GPT-4o performs comparable to GPT-4 Turbo but is faster at processing audio, image, and text inputs.
This model focuses on understanding the intonation of speech and provides real-time audio and visual experience. Compared with GPT-4 turbo, it is twice as fast, 50% cheaper, and has 5 times higher rate limit.
OpenAI demonstrated a new voice assistant to users through an online live broadcast, allowing everyone to see and understand their latest progress.
How to use OpenAI GPT-4o?
GPT-4o is now available to all ChatGPT users (including free users). Previously, only paid subscribers could use GPT-4-type models.
However, paid users use the app five times more than free users.
What improvements does GPT-4o have over previous GPTs?

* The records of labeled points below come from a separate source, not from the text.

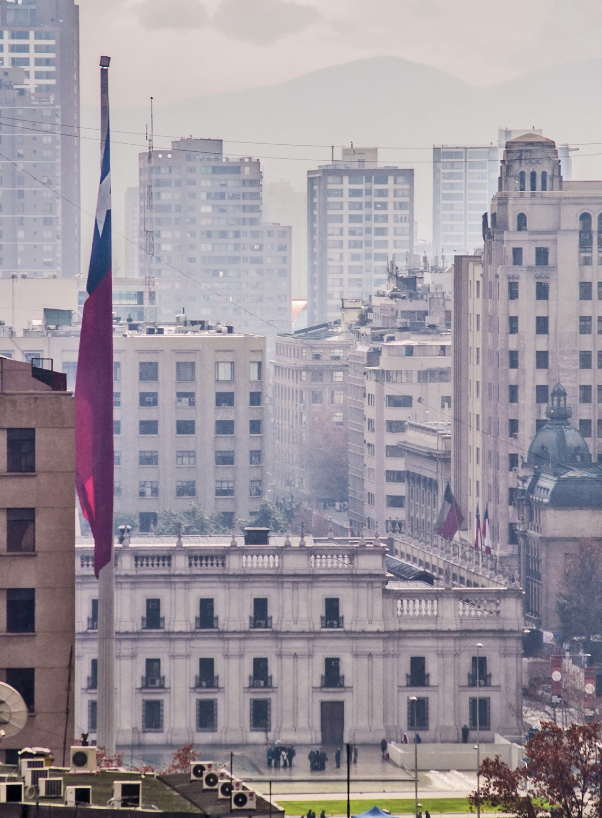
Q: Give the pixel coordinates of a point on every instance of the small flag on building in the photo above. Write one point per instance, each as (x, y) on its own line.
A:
(94, 383)
(486, 532)
(477, 532)
(450, 517)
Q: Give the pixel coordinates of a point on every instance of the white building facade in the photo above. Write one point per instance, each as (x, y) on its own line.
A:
(218, 642)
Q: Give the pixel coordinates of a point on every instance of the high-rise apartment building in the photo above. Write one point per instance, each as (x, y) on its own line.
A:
(526, 316)
(132, 222)
(39, 176)
(465, 178)
(464, 181)
(358, 216)
(37, 551)
(213, 257)
(188, 410)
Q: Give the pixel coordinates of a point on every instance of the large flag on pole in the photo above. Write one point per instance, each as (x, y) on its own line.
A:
(450, 517)
(94, 383)
(477, 532)
(486, 532)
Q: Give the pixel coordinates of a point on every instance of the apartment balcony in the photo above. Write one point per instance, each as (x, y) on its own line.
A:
(332, 681)
(255, 623)
(484, 681)
(154, 624)
(418, 681)
(266, 682)
(152, 682)
(206, 682)
(332, 622)
(205, 623)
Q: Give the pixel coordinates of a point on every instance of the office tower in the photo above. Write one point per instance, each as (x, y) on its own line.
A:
(358, 216)
(283, 204)
(464, 180)
(526, 317)
(132, 221)
(39, 178)
(37, 551)
(213, 257)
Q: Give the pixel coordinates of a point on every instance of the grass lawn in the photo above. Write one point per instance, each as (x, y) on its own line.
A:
(394, 805)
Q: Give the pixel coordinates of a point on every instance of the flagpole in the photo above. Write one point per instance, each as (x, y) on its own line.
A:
(106, 577)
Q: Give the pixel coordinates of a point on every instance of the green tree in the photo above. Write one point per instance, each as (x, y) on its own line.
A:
(125, 518)
(193, 520)
(277, 516)
(579, 604)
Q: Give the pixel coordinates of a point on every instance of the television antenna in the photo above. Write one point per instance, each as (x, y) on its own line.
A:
(13, 711)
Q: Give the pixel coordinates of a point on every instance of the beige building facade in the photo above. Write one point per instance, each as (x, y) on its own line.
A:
(311, 642)
(525, 320)
(37, 542)
(188, 417)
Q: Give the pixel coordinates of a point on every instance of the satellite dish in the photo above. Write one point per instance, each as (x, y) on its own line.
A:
(13, 711)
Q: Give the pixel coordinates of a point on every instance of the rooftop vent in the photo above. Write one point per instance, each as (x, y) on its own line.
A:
(257, 536)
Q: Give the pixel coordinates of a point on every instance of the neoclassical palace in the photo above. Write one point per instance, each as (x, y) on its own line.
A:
(304, 640)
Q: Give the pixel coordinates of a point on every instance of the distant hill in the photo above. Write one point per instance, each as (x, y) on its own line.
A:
(385, 101)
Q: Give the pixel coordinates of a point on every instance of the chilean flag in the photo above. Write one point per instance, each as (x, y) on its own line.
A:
(94, 384)
(486, 532)
(450, 517)
(477, 533)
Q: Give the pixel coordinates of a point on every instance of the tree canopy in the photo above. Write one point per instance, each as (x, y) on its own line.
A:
(563, 769)
(579, 604)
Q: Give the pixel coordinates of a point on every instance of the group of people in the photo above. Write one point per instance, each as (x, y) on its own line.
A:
(317, 760)
(281, 756)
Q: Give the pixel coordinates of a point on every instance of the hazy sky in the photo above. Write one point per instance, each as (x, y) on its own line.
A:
(175, 49)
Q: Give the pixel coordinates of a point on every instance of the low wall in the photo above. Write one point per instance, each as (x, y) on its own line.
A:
(453, 756)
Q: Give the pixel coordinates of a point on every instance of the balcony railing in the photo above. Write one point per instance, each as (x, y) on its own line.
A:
(205, 623)
(206, 681)
(265, 682)
(332, 681)
(418, 681)
(156, 623)
(331, 621)
(152, 682)
(256, 622)
(484, 680)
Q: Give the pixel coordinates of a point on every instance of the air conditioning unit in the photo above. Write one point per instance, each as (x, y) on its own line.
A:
(32, 777)
(226, 785)
(82, 760)
(211, 780)
(50, 787)
(244, 799)
(127, 794)
(199, 768)
(78, 795)
(11, 792)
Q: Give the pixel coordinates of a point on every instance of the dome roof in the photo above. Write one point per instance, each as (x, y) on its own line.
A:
(558, 443)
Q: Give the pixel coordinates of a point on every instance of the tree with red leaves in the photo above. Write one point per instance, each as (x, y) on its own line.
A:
(182, 758)
(563, 769)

Before GPT-4o, the average latency for voice mode and ChatGPT conversations was 2.8 seconds (GPT-3.5) and 5.4 seconds (GPT-4), respectively.

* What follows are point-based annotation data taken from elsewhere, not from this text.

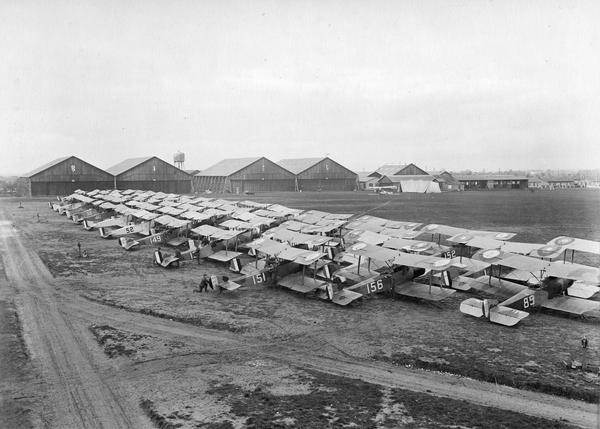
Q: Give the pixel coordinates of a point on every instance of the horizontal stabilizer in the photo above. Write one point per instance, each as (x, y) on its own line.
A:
(571, 305)
(128, 243)
(520, 276)
(506, 316)
(345, 297)
(423, 291)
(224, 256)
(472, 307)
(230, 285)
(583, 290)
(300, 283)
(495, 286)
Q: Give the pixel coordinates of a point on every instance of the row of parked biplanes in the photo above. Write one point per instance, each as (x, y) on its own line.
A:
(343, 258)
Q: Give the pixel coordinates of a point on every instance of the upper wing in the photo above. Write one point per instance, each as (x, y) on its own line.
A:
(577, 244)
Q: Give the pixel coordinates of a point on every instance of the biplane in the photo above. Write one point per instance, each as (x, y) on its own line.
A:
(300, 270)
(142, 227)
(172, 234)
(552, 290)
(388, 270)
(165, 260)
(110, 222)
(581, 280)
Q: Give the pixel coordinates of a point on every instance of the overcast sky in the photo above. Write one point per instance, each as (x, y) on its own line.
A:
(444, 84)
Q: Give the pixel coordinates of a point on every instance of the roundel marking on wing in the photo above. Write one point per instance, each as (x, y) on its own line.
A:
(312, 256)
(548, 249)
(441, 263)
(420, 246)
(561, 241)
(329, 291)
(358, 246)
(490, 254)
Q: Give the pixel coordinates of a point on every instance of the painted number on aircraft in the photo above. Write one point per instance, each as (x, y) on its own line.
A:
(528, 301)
(375, 286)
(259, 278)
(450, 254)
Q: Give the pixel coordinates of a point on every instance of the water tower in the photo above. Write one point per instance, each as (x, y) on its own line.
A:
(179, 159)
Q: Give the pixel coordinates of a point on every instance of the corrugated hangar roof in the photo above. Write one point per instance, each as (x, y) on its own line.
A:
(401, 177)
(298, 165)
(389, 169)
(228, 166)
(468, 177)
(127, 164)
(46, 166)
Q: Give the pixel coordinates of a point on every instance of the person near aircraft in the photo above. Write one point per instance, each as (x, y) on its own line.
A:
(205, 283)
(225, 280)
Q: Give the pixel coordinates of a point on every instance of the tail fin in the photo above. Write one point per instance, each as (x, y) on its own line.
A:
(145, 228)
(235, 265)
(124, 242)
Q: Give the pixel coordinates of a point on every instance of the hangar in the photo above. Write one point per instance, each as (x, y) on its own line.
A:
(320, 174)
(470, 182)
(239, 175)
(152, 174)
(446, 180)
(62, 177)
(419, 183)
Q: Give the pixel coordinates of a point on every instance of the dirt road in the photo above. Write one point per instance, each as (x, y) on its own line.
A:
(78, 395)
(84, 390)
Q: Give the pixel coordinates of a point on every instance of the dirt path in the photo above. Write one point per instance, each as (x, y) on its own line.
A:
(54, 323)
(78, 395)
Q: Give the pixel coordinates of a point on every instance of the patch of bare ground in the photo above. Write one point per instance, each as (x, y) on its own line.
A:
(406, 332)
(19, 385)
(117, 342)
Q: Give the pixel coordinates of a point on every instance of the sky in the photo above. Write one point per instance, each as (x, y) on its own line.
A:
(480, 85)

This process involves three separate models: a model that transcribes audio to text, a central GPT model that takes text input and outputs text, and a model that converts text back into audio.

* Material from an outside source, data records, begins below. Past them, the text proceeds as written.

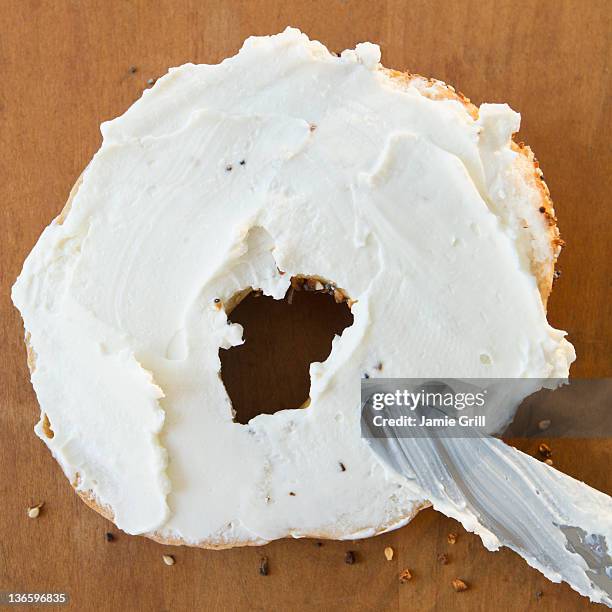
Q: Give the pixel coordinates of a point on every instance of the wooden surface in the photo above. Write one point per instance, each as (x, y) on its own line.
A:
(65, 67)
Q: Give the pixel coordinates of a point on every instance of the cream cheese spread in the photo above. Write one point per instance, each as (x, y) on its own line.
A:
(284, 160)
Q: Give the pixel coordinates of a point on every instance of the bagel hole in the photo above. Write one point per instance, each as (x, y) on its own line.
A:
(270, 371)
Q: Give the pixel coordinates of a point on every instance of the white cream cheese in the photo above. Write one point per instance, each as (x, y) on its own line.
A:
(284, 157)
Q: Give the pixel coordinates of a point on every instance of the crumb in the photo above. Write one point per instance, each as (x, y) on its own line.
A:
(459, 585)
(263, 566)
(545, 450)
(405, 576)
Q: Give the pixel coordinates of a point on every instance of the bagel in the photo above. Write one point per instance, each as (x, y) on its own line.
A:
(283, 162)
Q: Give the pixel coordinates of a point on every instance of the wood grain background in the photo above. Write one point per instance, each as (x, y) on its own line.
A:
(65, 67)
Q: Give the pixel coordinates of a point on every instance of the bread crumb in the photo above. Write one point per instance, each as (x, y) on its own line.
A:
(405, 576)
(459, 585)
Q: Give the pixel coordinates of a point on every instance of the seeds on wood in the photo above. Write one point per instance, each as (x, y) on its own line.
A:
(545, 450)
(459, 585)
(168, 559)
(34, 511)
(405, 576)
(263, 566)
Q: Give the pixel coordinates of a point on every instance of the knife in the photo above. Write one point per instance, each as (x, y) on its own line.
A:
(559, 525)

This means that the main source of intelligence, GPT-4, loses a lot of information—it cannot directly observe intonation, multi-person conversations, or background noise, and cannot output laughter, singing, or sounds that express emotions.
GPT-4o is an end-to-end model that is trained on text, visual, and audio data. That is, all inputs are processed by a neural network. This is the first full-scale model developed by OpenAI, so GPT-4o's capabilities are still in their infancy.
GPT-4o Evaluation and Performance
This model has passed the evaluation standards of traditional industries. GPT-4o's performance in text processing, reasoning, and coding intelligence has reached the level of GPT-4 Turbo, and has made new breakthroughs in its ability to process multiple languages, audio, and vision.
Additionally, the model developed a new tokenizer that can better compress language in different languages.
OpenAI explains the model’s capabilities in detail in their release blog using many different examples.
The researchers also discussed the limitations and safety of the model.
We realize that GPT-4o's audio mode may introduce a variety of new risks. Today, we publicly released text and image inputs and text output. In the coming weeks and months, we will work on improving technical infrastructure, improving usability through post-training, and ensuring the safety of releasing other modes. For example, at launch, audio output will only be able to select preset voices and will comply with our existing security policies. We will share more details about all of GPT-4o's modes in an upcoming system card.
— OpenAI
Artificial intelligence companies have been working hard to improve computing power. In the previous voice interaction model, the three models of transcription, intelligence and text to speech worked together, resulting in high latency and affecting the immersive experience.
However, with GPT-4o, this is all possible by adjusting the characteristics of its speech output to communicate naturally and fluently with the user, with almost no waiting time. GPT-4o is undoubtedly a very interesting and amazing tool for all users!